Net asset value per share as at Sept 30 was lower at $2.37 compared to $2.45 a yearago. The strengthening of the Singapore dollar, particularly against the Australia dollar, resulted in unrealised net foreign currency translation reserve loss. The Group’s net debt to property assets ratio as at Sept 30 stood at 43.7% compared to 42.1% a year ago, while net debt to total equity ratio rose to 89.2% compared to 83.4% a year ago. The higher net debt was mainly due to funding for the privatisation of Frasers Hospitality Trust (FHT), acquisitions by the Group’s consolidated REITs, as well as capital expenditure. Approximately 75.0% of the Group’s total debt was either on fixed rates or hedged, with a weighted average debt maturity of 2.5 years and blended cost of debt of 4% per annum.
The proposed first and final dividend for FY2025 is 4.5 cents, unchanged y-o-y.

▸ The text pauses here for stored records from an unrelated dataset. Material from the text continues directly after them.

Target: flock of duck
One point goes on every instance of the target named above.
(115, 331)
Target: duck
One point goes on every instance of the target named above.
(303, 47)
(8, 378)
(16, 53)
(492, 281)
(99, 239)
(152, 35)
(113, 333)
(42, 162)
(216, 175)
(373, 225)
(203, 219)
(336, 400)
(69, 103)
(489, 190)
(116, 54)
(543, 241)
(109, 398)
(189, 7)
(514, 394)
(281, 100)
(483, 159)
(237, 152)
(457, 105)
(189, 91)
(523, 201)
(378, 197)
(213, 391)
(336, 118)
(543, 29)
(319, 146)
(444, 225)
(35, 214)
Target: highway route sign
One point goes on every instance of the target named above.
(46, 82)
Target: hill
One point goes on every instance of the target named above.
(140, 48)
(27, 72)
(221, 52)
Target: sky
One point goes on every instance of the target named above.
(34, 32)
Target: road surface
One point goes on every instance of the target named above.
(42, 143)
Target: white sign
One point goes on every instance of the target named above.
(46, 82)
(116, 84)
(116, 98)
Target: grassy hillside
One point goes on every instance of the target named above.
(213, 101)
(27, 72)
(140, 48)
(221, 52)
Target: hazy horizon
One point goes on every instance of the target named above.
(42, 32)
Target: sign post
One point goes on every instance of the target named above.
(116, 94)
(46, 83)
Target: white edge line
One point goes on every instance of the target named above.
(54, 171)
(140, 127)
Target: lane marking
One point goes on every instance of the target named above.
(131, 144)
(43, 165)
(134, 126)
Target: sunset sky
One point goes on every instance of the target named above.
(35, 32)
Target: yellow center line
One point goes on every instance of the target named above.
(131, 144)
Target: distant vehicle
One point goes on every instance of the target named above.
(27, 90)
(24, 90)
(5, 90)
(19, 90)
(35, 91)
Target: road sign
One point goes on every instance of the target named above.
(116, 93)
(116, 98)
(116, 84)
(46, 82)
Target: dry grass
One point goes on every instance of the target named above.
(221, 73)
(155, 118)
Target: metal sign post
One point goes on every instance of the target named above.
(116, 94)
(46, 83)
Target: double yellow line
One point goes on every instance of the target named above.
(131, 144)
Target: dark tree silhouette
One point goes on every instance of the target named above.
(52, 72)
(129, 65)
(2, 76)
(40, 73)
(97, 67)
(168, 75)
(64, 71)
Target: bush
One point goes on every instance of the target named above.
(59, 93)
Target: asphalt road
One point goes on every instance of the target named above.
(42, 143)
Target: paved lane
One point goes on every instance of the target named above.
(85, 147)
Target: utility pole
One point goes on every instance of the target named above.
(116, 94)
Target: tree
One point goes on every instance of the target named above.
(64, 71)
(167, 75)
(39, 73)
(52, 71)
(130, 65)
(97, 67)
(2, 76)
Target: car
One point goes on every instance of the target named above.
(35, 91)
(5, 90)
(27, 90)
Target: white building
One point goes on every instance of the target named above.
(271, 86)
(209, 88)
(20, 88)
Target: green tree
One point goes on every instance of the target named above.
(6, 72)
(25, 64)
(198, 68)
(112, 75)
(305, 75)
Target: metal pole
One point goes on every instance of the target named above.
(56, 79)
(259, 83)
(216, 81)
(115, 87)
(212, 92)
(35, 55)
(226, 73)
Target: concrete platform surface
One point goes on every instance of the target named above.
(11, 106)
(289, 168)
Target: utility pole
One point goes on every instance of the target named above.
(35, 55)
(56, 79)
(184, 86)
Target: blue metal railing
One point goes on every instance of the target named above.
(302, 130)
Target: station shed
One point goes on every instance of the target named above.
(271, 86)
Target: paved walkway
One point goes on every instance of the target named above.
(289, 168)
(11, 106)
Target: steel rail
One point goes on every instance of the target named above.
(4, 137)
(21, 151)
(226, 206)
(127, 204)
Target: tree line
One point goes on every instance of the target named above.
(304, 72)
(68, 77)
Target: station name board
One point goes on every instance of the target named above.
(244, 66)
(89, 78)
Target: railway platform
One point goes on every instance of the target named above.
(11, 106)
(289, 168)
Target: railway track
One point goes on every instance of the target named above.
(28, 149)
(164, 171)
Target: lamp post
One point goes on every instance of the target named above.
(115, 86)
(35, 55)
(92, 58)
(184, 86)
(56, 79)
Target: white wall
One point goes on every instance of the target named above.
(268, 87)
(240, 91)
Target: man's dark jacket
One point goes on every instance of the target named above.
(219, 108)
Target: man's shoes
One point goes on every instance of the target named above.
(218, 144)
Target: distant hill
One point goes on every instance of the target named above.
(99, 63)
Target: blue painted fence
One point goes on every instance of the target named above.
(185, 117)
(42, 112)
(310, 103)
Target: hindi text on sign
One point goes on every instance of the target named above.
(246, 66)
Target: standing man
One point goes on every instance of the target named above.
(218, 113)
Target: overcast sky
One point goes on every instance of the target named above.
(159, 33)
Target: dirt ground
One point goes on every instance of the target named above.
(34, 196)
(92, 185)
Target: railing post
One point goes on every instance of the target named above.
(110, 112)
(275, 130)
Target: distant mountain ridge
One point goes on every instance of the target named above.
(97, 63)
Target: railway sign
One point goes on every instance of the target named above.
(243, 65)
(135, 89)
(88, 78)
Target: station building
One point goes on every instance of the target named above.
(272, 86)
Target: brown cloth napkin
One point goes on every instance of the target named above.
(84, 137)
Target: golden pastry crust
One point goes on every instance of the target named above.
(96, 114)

Approximately 86 % of FY2025 PBIT was derived from recurring income asset classes . The Group added approximately 1.3 million sq m of income-generating assets across FY2024 and FY2025, focusing on suburban retail and I&L. Concurrently, the Group's divestment of non-core and fully-optimised assets has enabled the redeployment of resources into higher-return opportunities. Active asset management and positive rental reversions further supported recurring income.